Show more [+] Less [-]Yerli ve Yabancı Ticari Kahverengi Yumurtacı Tavukların Serbest (Free-Range) Yetiştirme Sisteminde Verim Özelliklerinin Karşılaştırılması
2017
İsmail Türker | Sezai Alkan | Serpil Akçay
Araştırma serbest sistem yumurta tavukçuluğunda kullanılacak uygun tavuk materyalini belirlemek üzere yürütülmüştür. Bu amaçla yerli kahverengi yumurtacı Atak-S genotipi ile YB kodu verilen yabancı kahverengi ticari yumurtacı genotip verim ve yumurta özellikleri bakımından karşılaştırılmıştır.
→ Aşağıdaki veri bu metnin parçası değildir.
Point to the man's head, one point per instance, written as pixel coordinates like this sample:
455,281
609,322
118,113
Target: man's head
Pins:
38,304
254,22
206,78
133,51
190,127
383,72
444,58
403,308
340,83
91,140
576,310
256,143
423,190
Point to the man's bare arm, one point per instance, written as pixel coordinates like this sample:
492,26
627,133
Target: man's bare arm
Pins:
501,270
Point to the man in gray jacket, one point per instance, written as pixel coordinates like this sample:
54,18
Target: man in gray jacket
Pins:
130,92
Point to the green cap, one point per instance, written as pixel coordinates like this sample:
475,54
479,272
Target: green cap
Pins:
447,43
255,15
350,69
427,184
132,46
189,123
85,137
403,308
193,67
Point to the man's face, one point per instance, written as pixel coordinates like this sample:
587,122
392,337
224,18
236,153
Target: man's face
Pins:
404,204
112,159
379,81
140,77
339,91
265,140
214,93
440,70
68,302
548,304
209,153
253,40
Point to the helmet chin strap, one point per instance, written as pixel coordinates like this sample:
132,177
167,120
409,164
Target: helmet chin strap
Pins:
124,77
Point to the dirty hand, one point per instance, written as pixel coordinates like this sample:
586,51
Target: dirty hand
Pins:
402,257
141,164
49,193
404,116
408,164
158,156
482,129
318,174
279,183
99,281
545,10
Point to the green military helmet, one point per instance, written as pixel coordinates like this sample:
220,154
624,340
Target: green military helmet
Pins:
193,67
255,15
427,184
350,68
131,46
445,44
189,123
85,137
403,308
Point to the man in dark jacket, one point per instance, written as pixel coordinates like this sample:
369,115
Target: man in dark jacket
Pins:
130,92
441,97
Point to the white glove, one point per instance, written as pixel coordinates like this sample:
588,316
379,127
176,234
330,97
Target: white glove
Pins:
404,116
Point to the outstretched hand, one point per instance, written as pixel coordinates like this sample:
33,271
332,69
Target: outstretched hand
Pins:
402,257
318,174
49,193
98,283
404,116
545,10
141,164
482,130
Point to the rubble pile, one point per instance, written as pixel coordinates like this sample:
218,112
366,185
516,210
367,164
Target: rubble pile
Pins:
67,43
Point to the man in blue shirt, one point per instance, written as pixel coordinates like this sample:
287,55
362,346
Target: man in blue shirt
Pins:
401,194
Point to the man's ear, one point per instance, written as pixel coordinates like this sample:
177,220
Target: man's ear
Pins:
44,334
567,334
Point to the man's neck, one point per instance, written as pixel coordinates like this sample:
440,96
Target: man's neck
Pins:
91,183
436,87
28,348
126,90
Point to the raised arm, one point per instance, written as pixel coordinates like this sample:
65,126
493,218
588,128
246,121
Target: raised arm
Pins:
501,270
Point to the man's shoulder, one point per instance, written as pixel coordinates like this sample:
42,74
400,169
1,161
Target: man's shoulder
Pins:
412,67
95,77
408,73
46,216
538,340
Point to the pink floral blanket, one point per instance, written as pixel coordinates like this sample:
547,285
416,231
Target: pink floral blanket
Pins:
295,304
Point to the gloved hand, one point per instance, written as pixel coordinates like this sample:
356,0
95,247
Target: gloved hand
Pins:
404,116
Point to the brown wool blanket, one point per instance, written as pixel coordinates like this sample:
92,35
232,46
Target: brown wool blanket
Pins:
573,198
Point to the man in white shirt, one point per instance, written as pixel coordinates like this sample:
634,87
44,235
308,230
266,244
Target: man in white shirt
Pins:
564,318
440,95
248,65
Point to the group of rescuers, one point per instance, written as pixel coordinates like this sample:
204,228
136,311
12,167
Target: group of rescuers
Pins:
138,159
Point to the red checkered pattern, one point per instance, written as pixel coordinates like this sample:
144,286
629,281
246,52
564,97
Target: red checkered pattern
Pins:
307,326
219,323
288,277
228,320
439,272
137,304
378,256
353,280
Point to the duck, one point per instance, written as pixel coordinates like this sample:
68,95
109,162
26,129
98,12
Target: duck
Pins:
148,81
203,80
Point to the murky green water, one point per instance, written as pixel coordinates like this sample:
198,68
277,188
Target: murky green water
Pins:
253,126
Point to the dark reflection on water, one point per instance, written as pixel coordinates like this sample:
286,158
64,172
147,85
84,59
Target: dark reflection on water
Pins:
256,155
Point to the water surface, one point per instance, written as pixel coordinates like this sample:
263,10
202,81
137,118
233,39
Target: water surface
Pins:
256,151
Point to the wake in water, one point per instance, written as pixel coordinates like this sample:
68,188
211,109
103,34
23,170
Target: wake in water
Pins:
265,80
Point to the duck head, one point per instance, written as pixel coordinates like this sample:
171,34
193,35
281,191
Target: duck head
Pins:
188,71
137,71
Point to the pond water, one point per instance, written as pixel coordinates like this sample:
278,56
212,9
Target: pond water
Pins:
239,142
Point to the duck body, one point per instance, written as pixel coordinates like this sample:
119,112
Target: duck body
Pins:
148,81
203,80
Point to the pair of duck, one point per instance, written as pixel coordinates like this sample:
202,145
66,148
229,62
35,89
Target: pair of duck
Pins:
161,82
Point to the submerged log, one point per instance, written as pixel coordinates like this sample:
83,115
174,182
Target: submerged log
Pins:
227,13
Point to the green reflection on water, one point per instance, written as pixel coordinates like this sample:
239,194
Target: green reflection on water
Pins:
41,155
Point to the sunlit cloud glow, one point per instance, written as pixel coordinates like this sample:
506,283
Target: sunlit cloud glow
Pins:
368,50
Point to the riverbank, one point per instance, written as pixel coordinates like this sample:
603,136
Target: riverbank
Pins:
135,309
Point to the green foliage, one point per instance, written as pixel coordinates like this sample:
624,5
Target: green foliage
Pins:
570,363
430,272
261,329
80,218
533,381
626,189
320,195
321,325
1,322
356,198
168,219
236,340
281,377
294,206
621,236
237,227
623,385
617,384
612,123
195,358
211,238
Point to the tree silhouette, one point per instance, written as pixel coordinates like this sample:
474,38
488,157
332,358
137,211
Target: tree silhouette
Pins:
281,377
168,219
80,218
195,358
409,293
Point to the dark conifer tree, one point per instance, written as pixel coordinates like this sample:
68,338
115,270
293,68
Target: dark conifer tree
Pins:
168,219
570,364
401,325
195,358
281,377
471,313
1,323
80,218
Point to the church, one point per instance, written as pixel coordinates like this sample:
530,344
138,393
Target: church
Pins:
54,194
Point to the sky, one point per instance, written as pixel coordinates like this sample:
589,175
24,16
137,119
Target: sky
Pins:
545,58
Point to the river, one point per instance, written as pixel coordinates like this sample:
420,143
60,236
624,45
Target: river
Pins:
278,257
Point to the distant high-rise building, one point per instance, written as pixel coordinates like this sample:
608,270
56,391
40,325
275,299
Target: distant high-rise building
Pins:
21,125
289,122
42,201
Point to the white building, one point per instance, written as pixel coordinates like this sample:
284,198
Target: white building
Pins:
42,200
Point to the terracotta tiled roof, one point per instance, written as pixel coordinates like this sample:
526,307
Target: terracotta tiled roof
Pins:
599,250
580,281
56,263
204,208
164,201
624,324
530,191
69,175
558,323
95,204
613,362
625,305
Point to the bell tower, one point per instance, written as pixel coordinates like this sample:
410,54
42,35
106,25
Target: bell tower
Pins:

Araştırmada her bir genotipten 150’şer adet olmak üzere toplam 300 adet tavuk kullanılmıştır. Her genotip kendi arasında üç parsele ayrılmış ve her parselde 50 tavuk barındırılmıştır. Derin altlıklı yer sistemli kümes içerisinde birim alanda (m2) 5 tavuk yetiştirilirken, otlatma alanında ise tavuk başına 4 m2 alan ayrılmıştır. Aynı gün kuluçka çıkışı yapılmış olan yarkalar 16 haftalık yaşta özel bir firmadan temin edilmiştir. Araştırma 80 haftalık yaşa kadar sürdürülmüş olup bu süre zarfında verim ve yumurta kalite özellikleri tespit edilmiştir. Bu özelliklerden, %50 yumurta verim yaşı, yumurta ağırlığı, tavuk-gün yumurta verimi, tavuk-kümes yumurta verimi, yaşama gücü, ak indeksi, sarı indeksi, haugh birimi ve sarı rengi bakımından genotipler arasında farklılık bulunmamıştır. Buna karşın, 18-80. hafta canlı ağırlığı, yem tüketimi, yemden yararlanma oranı, şekil indeksi, kabuk kalınlığı, kabuk direnci, et-kan lekesi oranı ve kabuk rengi bakımından ise genotipler arasındaki farklılığın önemli olduğu tespit edilmiştir. Araştırmada, genotiplerden herhangi birisinin bütün özellikler bakımından öne çıkmadığı belirlenmiştir. Ancak, piyasa şartları dikkate alınarak yapılan ekonomik analiz sonuçları ve hayvan hassasiyetleri bakımından yapılan gözlemler neticesinde Atak-S genotipinin serbest sistem yumurta tavukçuluğuna daha uygun olduğu sonucuna varılmıştır.